My gift is my willingness to Keep Choppin. When things are good, I keep swinging the axe. When things are bad, I keep swinging the axe. I don’t believe in quick fixes or short cuts, nor do I desire to find them. I believe in putting your head down and working. Maybe it’s because I’m not talented enough or smart enough to do it any other way, but it’s who I am and I’m grateful for it.
REAL TALK - Action Steps Finding your process is a valuable experience. It’s certainly connected to your core values and must fit within those walls. Your process should fuel your purpose. It’s how your purpose becomes a reality. Here are a few questions from Joe Ehrmann’s book Inside Out Coaching that can give you great insight into what your process may be.
Why do you Coach / Lead?
This question speaks to the essence of your purpose. It must involve other people and should revolve around sharing part of who you are as a person with those you coach/lead. Fully understanding your process is impossible without answering this question, which few do.

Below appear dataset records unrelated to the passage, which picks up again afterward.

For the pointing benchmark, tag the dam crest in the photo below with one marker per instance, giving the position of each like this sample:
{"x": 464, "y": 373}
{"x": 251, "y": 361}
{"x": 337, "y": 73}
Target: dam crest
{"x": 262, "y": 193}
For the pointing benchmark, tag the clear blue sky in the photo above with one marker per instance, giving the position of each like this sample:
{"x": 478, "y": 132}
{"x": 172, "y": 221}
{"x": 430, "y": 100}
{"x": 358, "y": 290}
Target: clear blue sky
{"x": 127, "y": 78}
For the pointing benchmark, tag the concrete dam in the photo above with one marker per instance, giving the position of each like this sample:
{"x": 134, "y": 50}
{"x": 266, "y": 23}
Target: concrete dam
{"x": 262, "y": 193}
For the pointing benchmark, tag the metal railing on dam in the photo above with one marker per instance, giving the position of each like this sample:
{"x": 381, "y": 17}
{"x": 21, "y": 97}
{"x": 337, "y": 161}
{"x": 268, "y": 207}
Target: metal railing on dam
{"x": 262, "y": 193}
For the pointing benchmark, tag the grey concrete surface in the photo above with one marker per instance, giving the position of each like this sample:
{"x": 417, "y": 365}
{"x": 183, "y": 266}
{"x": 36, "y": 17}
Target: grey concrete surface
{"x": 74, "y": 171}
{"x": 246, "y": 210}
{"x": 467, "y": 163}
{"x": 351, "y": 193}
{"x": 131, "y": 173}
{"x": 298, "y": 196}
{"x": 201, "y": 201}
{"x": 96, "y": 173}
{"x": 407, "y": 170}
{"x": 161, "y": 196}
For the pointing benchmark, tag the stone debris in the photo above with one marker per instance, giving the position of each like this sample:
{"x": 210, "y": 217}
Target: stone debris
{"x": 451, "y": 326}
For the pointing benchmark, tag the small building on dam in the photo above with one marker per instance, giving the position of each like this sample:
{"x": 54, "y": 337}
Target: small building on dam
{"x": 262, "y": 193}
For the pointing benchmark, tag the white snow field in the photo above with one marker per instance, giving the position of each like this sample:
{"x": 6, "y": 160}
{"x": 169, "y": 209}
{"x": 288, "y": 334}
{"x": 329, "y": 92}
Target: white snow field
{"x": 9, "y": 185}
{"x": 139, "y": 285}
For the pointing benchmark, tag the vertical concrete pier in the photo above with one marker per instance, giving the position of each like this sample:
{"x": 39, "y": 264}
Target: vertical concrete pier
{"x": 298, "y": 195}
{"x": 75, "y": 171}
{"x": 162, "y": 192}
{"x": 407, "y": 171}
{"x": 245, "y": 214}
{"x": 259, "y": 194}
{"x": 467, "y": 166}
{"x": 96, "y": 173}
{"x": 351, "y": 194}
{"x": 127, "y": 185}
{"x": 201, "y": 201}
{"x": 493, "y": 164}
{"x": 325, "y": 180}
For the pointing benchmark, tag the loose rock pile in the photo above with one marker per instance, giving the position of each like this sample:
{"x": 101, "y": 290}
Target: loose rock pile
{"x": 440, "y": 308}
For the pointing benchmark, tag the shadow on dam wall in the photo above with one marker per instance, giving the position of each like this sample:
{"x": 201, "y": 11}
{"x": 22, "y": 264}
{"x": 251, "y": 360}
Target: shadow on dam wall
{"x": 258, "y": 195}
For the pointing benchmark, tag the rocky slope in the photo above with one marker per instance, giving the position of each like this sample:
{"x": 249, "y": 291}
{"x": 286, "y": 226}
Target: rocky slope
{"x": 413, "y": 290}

Why do you Coach / Lead the way you do?
Reflection is required. If you never look back with an attempt to understand why you do what you do, then there is no reason to expect change or improvement. Afterall, how do you know what needs to change if you never reflect? The deffered, unintentional answer to this question is because it’s how you were coached, parented, or led in the past. Also, the most common answer.
How does it feel to be Coached / Led by you?
I love this question and we never consider it. Think about the feeling of your best player and your worst player; your top salesperson and your lowest salesperson. If we’re trusting our process; they all should feel it and a genuine, common appreciation should be central to all responses.
How do you define success?
This is the key question for your process. It should look like this:
Success = Purpose filled, which happens when Core Values are fulfilled, which happens when The Process is trusted and fully embraced.
So, how about you? What’s your process? What do you believe in? What drives everything else for you? Tough questions. Important answers. After all, it's our process, not our goals, that determine our future and our impact!